The lead actors fit seamlessly into the retro-futuristic design. Shatner's face, even when it gets furrowed in thought, is perfectly smooth, as if his skin were some space-age polymer. Nimoy's Spock is more a hodgepodge: a Moe Howard haircut, Stephen Colbert ears and purple eye shadow under diagonal brows that Joan Crawford would have died for. In a famous first-season episode, "The City on the Edge of Forever," the two men are transported back to Manhattan 1930, and Kirk lamely explains Spock's look to a skeptical stranger by saying, "He caught his head in a mechanical rice picker."
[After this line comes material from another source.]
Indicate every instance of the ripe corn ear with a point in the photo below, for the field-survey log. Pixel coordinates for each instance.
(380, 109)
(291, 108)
That jape allows for the thesis that the whole series was deadpan comedy. I doubt it. The banter between the all-American Kirk and the half-human-half-Vulcan Spock does have the teasing tone of Mel Gibson's and Danny Glover's in the Lethal Weapon movies (and with the same racial tinge), but the episodes typically teach a moral lesson in the guise of kid-friendly science fiction. That's why the stars issue their line readings in the sensible baritones of TV news anchors and FM radio announcers. Their job is to speak fantastical sentences with a reassuring plausibility, keeping faithful to the rules of melodrama, to the laws of emotional gravity.
An anti-Trekkie would say that the cheesiness of the show was part of its appeal rather, the purity of the cheesiness. But that is to undervalue Star Trek's medium-high quality and flights of speculative drama.